Assuming the movement is in a straight line, we can parameterize the particle's path from the initial point (2,3) to the final point (-4,-3) by an equation such as

[tex]\mathbf{r}(t) = (x,y) = (2,3) - t(6,6), \enspace 0 \leq t \leq 1.[/tex]

-(6,6) is the displacement vector from the initial point to the final point, that is, the difference between them.

Then [itex]x=2-6t[/itex], and

[tex]d\mathbf{r} = (dx,dy) = -(6,6) dt.[/tex]

So

[tex]\int_{\mathbf{r}(0)}^{\mathbf{r}(1)} \mathbf{F}(\mathbf{r}) \cdot d\mathbf{r}[/tex]

[tex]=\int_{(2,3)}^{(-4,-3)}(2x,3) \cdot (dx,dy) = \int_{0}^{1}(42-72t) \; dt = -6[/tex]
Gold3nlily
#3
Apr3-11, 01:16 PM
P: 42
Quote Quote by Rasalhague View Post

[tex]=\int_{(2,3)}^{(-4,-3)}(2x,3) \cdot (dx,dy) = \int_{0}^{1}(42-72t) \; dt = -6[/tex]
Thank you Rasalhague. But how did you get from (2x,3) to (42-72t)? I don't understand.

Rasalhague
#4
Apr3-11, 02:21 PM
P: 1,402
Work done by force (Vector notation)

Oopsh, sorry, I missed out a minus in front of the integral on the right. Are the following steps clear?

[tex]x = 2 - 6t[/tex]

[tex](2x,3) = (2(2-6t),3) = (4-12t,3)[/tex]

[tex](4-12t,3) \cdot (-6,-6) = -6(4-12t) - 18 = -42 + 72t.[/itex]

-(6,6) comes from differentiating [itex]\mathbf{r}[/itex].
Gold3nlily
#5
Apr9-11, 05:07 PM
P: 42
Quote Quote by Rasalhague View Post
Oopsh, sorry, I missed out a minus in front of the integral on the right. Are the following steps clear?

[tex]x = 2 - 6t[/tex]

[tex](2x,3) = (2(2-6t),3) = (4-12t,3)[/tex]

[tex](4-12t,3) \cdot (-6,-6) = -6(4-12t) - 18 = -42 + 72t.[/itex]

-(6,6) comes from differentiating [itex]\mathbf{r}[/itex].
Hi Rasalhague. Thank you for helping me.

My test is this Wednesday, but I have lots of other tests so sorry about the delay.

A couple things:

1) where did time come from? The question never mentioned it- only position.

2) I understand this:
r = (-6) i + (-6) j
r = -(6,6)

3) where does this come from: x=2-6t (I think this is an extension of being confused about the time)?

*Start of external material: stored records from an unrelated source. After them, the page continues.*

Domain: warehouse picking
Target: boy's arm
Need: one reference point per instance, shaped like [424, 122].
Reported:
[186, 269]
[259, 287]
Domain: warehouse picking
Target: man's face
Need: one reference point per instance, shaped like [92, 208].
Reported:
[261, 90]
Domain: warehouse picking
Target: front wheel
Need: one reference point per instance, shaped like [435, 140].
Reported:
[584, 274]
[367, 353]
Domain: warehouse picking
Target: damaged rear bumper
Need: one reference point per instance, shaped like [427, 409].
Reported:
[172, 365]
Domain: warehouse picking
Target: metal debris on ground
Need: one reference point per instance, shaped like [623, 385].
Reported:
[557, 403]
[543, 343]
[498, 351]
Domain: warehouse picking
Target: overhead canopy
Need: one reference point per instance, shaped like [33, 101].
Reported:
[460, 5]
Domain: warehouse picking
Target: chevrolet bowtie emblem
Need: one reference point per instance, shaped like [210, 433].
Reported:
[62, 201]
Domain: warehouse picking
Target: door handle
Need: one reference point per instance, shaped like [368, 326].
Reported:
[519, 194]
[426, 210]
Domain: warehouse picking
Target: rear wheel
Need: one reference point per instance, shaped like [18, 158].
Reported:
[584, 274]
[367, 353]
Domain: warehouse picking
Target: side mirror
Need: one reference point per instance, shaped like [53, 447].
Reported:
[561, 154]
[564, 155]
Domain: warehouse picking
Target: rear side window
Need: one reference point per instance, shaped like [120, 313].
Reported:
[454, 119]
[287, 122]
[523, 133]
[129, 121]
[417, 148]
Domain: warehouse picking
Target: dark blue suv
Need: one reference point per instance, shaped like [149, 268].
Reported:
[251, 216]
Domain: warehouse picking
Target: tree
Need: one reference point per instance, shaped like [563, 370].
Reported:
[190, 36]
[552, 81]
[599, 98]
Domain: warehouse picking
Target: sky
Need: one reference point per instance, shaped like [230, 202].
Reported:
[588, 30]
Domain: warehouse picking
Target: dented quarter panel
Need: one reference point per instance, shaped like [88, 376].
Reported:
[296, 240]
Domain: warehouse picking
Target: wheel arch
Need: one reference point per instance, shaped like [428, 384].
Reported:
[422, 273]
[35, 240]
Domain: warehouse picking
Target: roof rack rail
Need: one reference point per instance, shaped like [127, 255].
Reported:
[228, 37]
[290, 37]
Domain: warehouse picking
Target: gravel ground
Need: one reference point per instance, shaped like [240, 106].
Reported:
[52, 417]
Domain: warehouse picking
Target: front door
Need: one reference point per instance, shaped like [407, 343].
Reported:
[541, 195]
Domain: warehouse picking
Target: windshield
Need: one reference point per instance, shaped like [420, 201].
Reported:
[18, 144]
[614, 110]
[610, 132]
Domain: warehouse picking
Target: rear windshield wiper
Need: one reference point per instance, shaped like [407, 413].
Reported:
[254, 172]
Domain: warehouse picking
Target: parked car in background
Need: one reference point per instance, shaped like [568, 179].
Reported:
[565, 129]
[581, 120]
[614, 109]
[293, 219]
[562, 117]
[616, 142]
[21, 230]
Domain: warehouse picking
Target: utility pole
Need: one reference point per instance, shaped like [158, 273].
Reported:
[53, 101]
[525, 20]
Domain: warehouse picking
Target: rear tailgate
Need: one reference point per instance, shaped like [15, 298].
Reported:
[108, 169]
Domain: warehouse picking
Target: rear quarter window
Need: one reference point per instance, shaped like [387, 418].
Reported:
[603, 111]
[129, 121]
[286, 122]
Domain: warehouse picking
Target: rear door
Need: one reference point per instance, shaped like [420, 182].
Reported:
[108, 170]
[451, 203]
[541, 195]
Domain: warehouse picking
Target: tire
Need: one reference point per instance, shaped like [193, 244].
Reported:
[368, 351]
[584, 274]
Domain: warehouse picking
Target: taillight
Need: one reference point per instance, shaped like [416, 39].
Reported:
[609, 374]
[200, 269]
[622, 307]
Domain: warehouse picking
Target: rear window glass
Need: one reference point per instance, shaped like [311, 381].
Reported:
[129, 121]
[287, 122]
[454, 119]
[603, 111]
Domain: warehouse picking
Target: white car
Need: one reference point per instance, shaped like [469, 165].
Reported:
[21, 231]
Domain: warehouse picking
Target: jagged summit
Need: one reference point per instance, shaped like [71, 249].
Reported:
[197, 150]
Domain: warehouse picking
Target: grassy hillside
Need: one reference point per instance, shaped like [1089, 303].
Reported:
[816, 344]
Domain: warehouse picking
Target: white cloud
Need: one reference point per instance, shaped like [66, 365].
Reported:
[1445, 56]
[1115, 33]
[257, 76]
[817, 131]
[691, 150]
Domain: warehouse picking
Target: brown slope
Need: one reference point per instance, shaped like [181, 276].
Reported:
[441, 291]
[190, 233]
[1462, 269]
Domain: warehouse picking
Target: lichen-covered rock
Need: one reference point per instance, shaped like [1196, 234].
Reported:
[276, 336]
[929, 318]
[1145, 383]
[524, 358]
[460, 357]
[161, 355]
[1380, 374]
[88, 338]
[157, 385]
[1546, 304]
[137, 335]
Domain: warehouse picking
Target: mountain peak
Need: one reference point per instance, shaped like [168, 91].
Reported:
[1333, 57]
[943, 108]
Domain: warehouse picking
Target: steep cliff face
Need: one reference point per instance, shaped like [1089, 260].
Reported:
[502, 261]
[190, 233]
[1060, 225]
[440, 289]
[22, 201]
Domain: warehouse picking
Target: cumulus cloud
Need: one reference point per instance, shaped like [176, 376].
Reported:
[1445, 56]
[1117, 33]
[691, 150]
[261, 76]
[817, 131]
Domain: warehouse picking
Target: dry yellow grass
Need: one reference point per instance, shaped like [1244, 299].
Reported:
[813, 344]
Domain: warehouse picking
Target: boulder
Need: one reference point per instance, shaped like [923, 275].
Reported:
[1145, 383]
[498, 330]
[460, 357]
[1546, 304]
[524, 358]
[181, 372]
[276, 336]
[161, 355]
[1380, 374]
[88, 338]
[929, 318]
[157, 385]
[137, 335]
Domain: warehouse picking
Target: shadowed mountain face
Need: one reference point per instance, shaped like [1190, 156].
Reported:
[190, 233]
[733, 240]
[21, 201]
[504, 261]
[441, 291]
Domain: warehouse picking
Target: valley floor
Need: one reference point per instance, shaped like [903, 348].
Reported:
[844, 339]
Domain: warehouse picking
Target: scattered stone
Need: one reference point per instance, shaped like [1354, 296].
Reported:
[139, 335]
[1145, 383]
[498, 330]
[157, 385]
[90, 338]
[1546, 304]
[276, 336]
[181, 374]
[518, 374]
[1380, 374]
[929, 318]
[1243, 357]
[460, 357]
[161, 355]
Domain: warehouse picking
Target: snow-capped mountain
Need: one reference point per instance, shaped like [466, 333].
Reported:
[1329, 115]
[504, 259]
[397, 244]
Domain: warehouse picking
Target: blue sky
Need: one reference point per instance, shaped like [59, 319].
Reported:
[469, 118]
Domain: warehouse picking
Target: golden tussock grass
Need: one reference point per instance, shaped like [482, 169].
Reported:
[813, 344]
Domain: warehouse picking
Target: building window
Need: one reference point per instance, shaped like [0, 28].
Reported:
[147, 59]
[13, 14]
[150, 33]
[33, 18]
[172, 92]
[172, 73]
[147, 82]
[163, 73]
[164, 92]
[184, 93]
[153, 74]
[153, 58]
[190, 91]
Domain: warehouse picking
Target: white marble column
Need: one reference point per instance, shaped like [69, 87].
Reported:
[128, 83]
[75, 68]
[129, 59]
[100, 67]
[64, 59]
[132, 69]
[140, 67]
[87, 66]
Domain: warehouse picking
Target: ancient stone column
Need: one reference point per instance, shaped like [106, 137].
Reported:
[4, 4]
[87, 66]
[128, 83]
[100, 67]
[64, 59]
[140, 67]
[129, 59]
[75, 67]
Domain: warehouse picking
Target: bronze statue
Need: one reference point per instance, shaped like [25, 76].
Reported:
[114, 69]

Why is integral not (x^2)i + (3x) j ???

Thank you again for your help and I am sorry if I am difficult.
Gold3nlily
#6
Apr10-11, 09:24 AM
P: 42
The reason time confuses me is that isn't POWER change in work over time? I thought the difference between Force and power is whether your taking the derivative of work with respect to time or with respect to position....?
Gold3nlily
#7
Apr10-11, 01:10 PM
P: 42
Okay, I figured out what I did wrong. I had this part right:

W = [x^2] i + [3x] j
W = [4^2 - 2^2] i + [3(-3) - 3(3)] j
W = 12 i -18 j

What I needed to do was subtract 18 from 12
W = 12 - 18 = -6 (answer!)

I wasn't doing this becasue I thought they were sepearte becasue of the separate components. Wow, I can't believe I was so close for so long!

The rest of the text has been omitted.